There's not a plastic strip on the back to cut? This is how all of mine have ever been.


----------



## khoa456 (Sep 15, 2011)

no there isnt


----------



## blindkiller85 (Jan 8, 2011)

Ugh..well. Either you bought the wrong size one, or it's just a garbage hood you bought. 

There should always be a plasic strip at the backside of the tank for you to cut away a piece to put your filter / hoses / wires.

If you can't return it or anything, then you need to find someone to cut glass and measure where it needs to be cut to fit your filter there. As well as any wires for heaters, airlines, etc.


----------



## emc7 (Jul 23, 2005)

A glass place will cut it to your marks, but expect $5-10 a cut.


----------



## grogan (Jan 23, 2011)

Go open top! Course you have to pick fish that won't jump but I personally like the no hood look.


----------



## AquariumTech (Oct 12, 2010)

grogan said:


> Go open top! Course you have to pick fish that won't jump but I personally like the no hood look.


Agreed, you will also have to get either hanging or proper sized legged lights. I like to do open top too, or for a couple of my tanks I have about half of the total top area using glass (approximate) for various reasons, its not like it has to be what most might come to think as "perfect". Really its what ever you want and what is most convenient for you. You could get a canopy, cut the glass, go topless, get a "regular" hood (Aqueons and Marinelands; black plastics), go acrylic, or whatever this is something thats up to you.
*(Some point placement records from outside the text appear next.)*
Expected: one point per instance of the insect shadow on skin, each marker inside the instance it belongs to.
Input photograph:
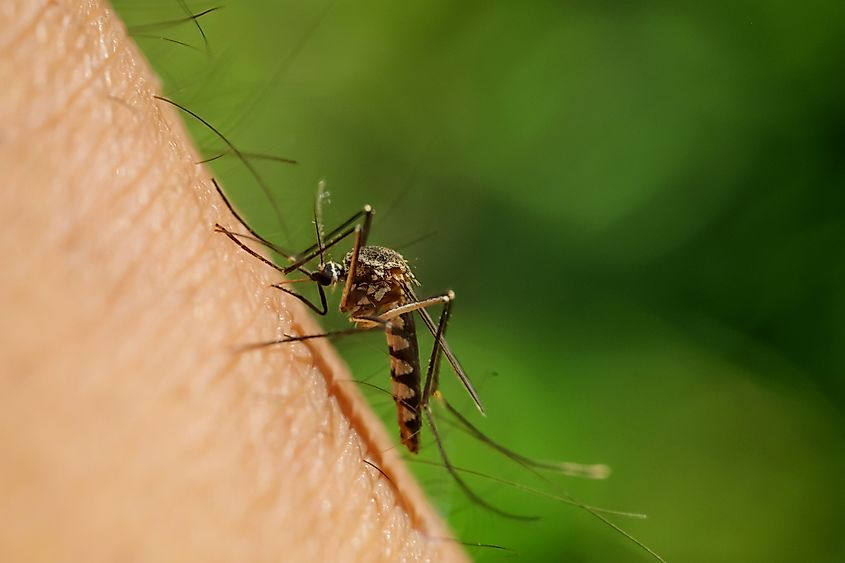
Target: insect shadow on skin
(378, 293)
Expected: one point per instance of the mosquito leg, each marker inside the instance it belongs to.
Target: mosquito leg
(447, 351)
(259, 238)
(288, 339)
(432, 376)
(324, 307)
(366, 212)
(471, 494)
(220, 229)
(320, 310)
(417, 305)
(315, 250)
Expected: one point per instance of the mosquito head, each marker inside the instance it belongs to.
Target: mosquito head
(328, 274)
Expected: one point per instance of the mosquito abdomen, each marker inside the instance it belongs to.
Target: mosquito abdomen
(405, 374)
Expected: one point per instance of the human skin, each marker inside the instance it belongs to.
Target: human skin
(130, 426)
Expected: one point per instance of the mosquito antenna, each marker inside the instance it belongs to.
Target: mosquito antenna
(241, 157)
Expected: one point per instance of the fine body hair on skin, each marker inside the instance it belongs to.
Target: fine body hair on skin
(130, 427)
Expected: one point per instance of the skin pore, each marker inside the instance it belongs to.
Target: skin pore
(130, 427)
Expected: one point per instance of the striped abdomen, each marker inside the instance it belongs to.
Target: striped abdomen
(405, 373)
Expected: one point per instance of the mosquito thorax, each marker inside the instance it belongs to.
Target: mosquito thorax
(380, 264)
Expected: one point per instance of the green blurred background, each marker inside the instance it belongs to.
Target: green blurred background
(640, 207)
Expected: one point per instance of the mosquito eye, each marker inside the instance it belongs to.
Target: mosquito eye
(323, 277)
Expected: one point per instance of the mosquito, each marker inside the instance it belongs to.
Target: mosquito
(378, 292)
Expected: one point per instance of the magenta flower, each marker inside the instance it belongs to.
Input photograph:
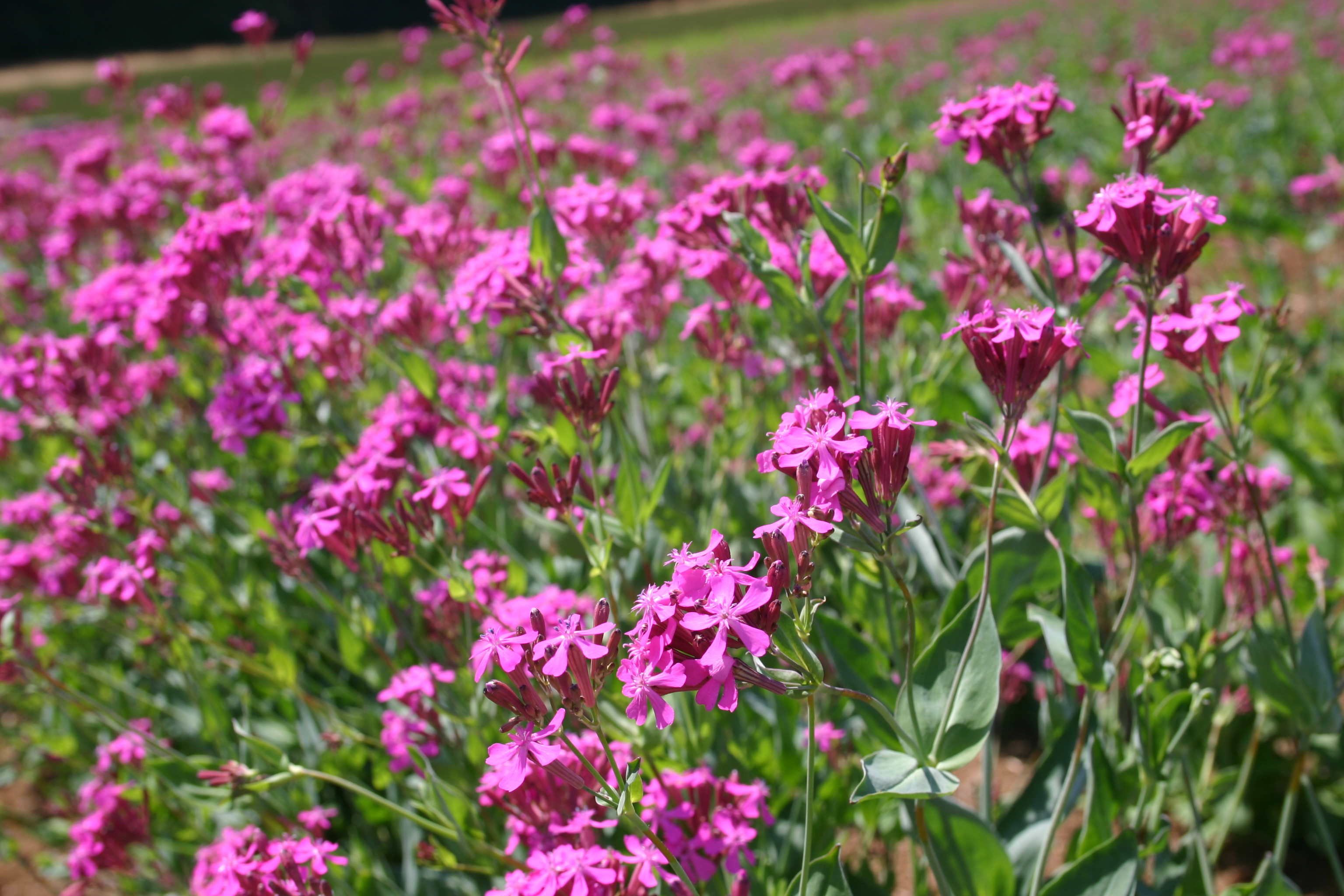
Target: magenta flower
(498, 648)
(646, 858)
(525, 745)
(792, 514)
(799, 445)
(728, 617)
(443, 487)
(318, 819)
(413, 683)
(641, 679)
(569, 634)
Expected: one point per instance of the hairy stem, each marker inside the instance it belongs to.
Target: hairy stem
(1057, 816)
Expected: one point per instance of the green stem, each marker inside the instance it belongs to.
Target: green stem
(1197, 833)
(1323, 831)
(1289, 811)
(807, 797)
(1057, 816)
(980, 606)
(1244, 777)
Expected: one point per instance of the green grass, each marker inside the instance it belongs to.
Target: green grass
(761, 29)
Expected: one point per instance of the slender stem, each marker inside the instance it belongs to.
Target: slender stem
(1323, 831)
(861, 350)
(940, 876)
(1289, 811)
(987, 776)
(1244, 777)
(1197, 833)
(980, 606)
(1057, 816)
(807, 805)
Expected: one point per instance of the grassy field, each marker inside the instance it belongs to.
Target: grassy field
(702, 30)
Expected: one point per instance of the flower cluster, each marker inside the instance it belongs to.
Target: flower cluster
(1015, 350)
(248, 863)
(1156, 116)
(1156, 230)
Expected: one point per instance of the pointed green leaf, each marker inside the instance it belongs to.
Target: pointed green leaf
(1025, 273)
(896, 774)
(1101, 281)
(1316, 669)
(1108, 871)
(546, 245)
(843, 237)
(421, 375)
(1159, 446)
(1057, 643)
(1097, 440)
(886, 234)
(921, 707)
(972, 859)
(826, 876)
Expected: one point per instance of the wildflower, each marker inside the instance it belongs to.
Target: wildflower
(1001, 124)
(1156, 231)
(255, 27)
(1014, 351)
(525, 745)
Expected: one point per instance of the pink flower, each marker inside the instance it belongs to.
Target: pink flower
(641, 679)
(646, 858)
(412, 684)
(728, 616)
(570, 636)
(799, 445)
(794, 514)
(498, 648)
(441, 488)
(525, 745)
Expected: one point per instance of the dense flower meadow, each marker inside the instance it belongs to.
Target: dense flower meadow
(900, 464)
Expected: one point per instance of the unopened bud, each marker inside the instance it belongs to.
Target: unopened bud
(894, 170)
(502, 695)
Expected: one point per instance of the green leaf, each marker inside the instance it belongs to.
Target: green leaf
(750, 240)
(1102, 805)
(1270, 882)
(421, 375)
(1108, 871)
(1101, 281)
(1276, 680)
(1057, 643)
(1159, 446)
(795, 648)
(1025, 273)
(826, 876)
(896, 774)
(1081, 624)
(655, 495)
(1316, 669)
(1097, 440)
(921, 707)
(885, 234)
(546, 245)
(972, 860)
(843, 237)
(857, 664)
(1026, 821)
(986, 433)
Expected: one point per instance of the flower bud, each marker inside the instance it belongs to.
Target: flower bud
(894, 168)
(502, 695)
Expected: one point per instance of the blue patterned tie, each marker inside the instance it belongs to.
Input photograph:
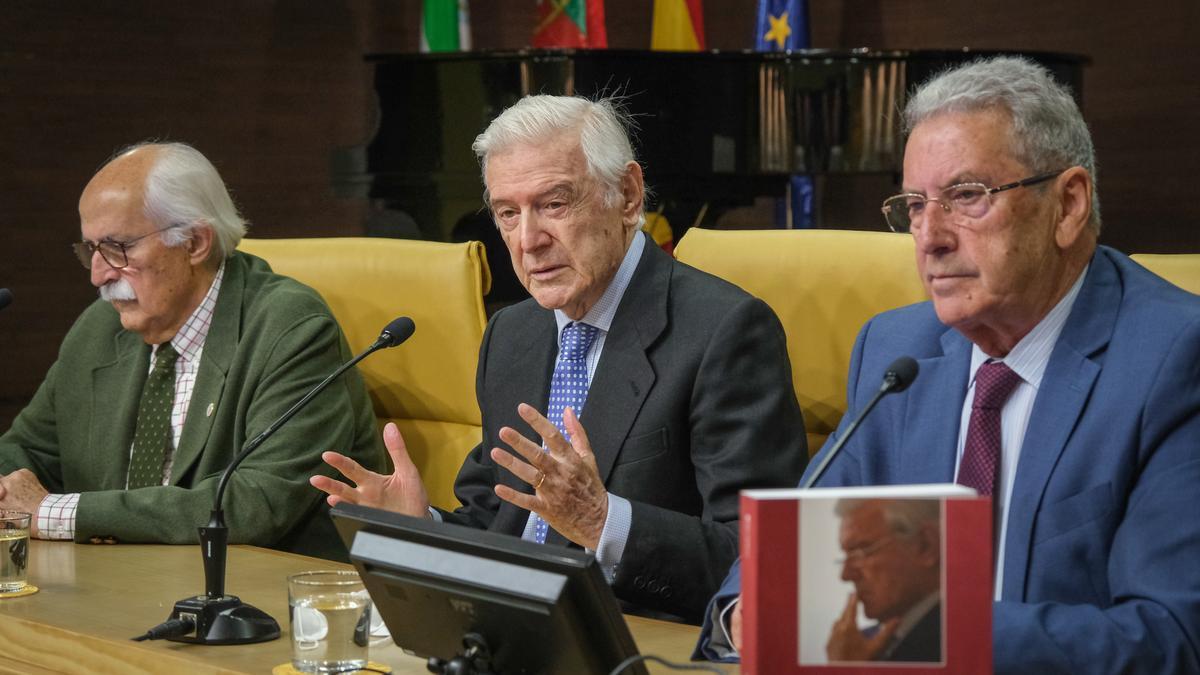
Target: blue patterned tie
(568, 388)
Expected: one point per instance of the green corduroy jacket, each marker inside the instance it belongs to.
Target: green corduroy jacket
(271, 340)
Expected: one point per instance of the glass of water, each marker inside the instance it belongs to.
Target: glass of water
(330, 615)
(13, 550)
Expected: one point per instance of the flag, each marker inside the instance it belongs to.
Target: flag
(445, 25)
(783, 24)
(570, 23)
(678, 25)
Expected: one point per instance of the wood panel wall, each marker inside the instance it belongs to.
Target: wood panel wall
(273, 90)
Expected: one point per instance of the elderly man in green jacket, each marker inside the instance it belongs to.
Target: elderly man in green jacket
(192, 350)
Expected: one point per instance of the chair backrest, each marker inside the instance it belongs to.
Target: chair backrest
(823, 285)
(1181, 269)
(427, 384)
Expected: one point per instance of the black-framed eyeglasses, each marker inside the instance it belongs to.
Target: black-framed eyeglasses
(967, 199)
(114, 252)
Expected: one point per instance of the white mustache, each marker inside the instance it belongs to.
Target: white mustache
(119, 290)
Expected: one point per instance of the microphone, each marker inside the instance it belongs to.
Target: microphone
(217, 619)
(897, 378)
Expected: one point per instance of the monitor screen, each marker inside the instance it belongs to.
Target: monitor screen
(539, 609)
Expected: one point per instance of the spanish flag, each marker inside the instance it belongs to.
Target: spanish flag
(570, 23)
(678, 25)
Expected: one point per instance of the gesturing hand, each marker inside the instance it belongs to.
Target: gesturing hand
(401, 491)
(568, 491)
(847, 643)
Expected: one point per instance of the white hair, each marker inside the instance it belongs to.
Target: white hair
(603, 126)
(1047, 130)
(904, 517)
(184, 189)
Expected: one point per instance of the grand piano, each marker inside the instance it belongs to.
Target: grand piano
(717, 130)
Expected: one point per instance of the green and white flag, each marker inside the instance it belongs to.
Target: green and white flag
(445, 25)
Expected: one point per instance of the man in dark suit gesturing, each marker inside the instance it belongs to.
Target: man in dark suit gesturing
(682, 380)
(1056, 375)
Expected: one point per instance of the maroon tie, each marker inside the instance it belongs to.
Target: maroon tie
(981, 455)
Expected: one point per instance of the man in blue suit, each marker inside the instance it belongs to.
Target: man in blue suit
(1097, 464)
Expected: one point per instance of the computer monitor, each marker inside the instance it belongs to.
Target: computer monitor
(539, 609)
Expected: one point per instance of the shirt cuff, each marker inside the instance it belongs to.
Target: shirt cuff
(57, 517)
(723, 622)
(615, 535)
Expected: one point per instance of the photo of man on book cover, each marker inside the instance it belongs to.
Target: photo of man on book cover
(888, 556)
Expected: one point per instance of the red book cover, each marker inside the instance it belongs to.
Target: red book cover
(867, 580)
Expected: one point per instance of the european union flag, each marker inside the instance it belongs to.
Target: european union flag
(783, 24)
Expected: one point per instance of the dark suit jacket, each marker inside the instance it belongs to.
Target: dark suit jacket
(1102, 559)
(923, 643)
(270, 341)
(691, 401)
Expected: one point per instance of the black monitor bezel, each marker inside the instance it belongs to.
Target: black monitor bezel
(589, 596)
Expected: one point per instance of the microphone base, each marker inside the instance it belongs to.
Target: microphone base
(225, 621)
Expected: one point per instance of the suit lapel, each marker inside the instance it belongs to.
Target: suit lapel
(624, 376)
(522, 376)
(117, 394)
(1057, 407)
(220, 346)
(930, 447)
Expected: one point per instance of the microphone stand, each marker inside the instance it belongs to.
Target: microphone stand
(217, 619)
(898, 377)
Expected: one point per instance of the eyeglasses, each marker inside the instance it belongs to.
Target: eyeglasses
(114, 252)
(967, 199)
(859, 554)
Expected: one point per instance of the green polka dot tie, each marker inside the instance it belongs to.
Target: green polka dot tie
(153, 441)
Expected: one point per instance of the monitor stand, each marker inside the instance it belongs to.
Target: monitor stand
(475, 659)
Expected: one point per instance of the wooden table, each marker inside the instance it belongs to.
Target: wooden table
(94, 598)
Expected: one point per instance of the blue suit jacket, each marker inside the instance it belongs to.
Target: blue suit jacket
(1102, 559)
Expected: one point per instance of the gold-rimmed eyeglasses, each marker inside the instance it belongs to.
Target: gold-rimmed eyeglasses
(969, 199)
(115, 252)
(859, 554)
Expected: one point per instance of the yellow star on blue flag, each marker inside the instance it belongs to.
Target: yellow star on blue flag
(779, 30)
(783, 25)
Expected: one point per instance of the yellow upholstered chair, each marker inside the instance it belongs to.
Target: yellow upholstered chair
(1181, 269)
(427, 384)
(823, 285)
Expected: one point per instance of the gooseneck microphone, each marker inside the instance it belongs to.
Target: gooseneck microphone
(897, 378)
(217, 619)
If you do intend to have another piece(s) of glass made, or even cut your existing glass, make sure you go to a good specialist and make/take good measurements.


----------



## grogan (Jan 23, 2011)

On my 14 gallon I took the glass canopy and took it apart. I took off the hinge and just kept one of the two pieces of glass on the tank. The hinge always annoyed me because it is right in the middle, usually exactly where the light goes. Now I just have the half piece which keeps the water from splashing the light. Works very well and looks sleek. So rather than cutting your glass maybe give this a try.


----------



## khoa456 (Sep 15, 2011)

Thanks for all the suggestions but i replaced the hood with a better one.


----------



## snyderguy (Feb 9, 2010)

I wish I could go open top, let's a lot more light into the tank


----------